Assets acquired through, or in lieu of, loan foreclosure are held for sale and are initially recorded at the lower of the carrying amount or fair value at the date of foreclosure, establishing a new cost basis. Subsequent to foreclosure, valuations are periodically performed by management and the assets are carried at the lower of carrying amount or fair value less cost to sell. Revenue and expenses from operations and changes in the valuation allowance are included in net expenses from foreclosed assets.

(J) Consolidated Statements of Cash Flows

For purposes of reporting cash flows, the Company defines cash and cash equivalents as cash due from banks, interest-bearing deposits in other banks, money market investments, other interest-bearing deposits, and Federal funds sold.

(K) Earnings Per Share

Basic earnings per share (“EPS”) is computed by dividing net income by the weighted average number of common shares outstanding during the year. Diluted earnings per share reflects additional common shares that would have been outstanding if dilutive potential common shares had been issued, as well as any adjustment to income that would result from the assumed issuance. Potential common shares that may be issued by the Company relate solely to outstanding stock options and nonvested stock and are determined using the treasury stock method.

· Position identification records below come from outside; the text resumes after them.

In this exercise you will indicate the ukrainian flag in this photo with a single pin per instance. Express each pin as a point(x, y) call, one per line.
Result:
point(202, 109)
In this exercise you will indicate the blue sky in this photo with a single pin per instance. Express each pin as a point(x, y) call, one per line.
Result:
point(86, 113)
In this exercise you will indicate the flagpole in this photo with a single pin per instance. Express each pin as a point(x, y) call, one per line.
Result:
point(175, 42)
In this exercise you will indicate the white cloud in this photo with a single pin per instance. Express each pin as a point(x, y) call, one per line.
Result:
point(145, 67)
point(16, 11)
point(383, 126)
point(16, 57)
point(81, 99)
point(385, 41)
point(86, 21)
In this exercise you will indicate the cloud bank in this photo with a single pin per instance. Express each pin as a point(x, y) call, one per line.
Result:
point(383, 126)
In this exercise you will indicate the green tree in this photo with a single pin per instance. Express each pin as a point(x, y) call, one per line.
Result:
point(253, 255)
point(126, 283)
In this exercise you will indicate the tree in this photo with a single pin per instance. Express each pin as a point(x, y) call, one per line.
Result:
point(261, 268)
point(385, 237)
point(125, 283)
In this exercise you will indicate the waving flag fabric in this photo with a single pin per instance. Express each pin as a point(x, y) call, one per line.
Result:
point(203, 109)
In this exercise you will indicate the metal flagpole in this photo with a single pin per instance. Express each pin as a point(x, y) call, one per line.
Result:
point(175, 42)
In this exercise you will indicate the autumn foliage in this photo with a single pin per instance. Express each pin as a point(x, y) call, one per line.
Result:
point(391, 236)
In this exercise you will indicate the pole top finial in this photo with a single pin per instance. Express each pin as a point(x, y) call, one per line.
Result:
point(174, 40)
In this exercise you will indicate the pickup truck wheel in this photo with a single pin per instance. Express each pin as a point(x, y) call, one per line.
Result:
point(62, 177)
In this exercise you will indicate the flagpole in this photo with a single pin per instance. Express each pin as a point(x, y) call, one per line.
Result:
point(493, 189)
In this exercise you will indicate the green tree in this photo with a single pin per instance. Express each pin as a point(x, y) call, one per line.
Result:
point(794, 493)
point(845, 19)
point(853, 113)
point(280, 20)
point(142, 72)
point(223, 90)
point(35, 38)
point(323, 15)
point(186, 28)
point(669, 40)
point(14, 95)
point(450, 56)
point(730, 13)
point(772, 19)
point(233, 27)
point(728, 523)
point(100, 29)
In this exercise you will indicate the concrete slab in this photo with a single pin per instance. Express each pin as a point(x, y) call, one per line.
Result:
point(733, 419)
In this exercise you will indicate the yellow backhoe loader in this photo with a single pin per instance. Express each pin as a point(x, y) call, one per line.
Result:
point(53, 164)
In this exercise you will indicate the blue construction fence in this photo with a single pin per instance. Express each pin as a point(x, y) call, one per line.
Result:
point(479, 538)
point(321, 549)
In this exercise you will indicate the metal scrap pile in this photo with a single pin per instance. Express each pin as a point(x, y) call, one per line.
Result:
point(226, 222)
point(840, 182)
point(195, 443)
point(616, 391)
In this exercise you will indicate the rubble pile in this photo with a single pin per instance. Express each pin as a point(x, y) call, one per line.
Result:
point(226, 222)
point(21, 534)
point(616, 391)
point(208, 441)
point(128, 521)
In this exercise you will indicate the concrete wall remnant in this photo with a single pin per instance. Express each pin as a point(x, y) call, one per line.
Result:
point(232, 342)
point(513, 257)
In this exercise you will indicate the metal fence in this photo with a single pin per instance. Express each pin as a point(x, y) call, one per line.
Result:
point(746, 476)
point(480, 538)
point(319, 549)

(L) Comprehensive Income (Loss)

Comprehensive income (loss) represents all changes in equity that result from recognized transactions and other economic events of the period. Other comprehensive income (loss) refers to revenues, expenses, gains and losses that under accounting principles generally accepted in the United States of America are included in comprehensive income, but excluded from net income, such as unrealized gains and losses on certain investments in debt and equity securities.

(M) Use of Estimates

The preparation of the consolidated financial statements in conformity with accounting principles generally accepted in the United States of America requires management to make estimates and assumptions that affect the reported amounts of assets and liabilities at the date of the financial statements and the reported amounts of revenue and expenses during the reporting period. Actual results could differ from these estimates. Material estimates that are particularly susceptible to significant change in the near term relate to the determination of the allowance for loan losses, the valuation of goodwill and intangible assets, foreclosed real estate and deferred tax assets and liabilities.

(N) Advertising Costs

The Company follows a policy of charging the cost of advertising to expense as incurred. Total advertising costs included in other operating expenses for 2006, 2005 and 2004 were $1.3 million, $1.3 million, and $1.2 million, respectively.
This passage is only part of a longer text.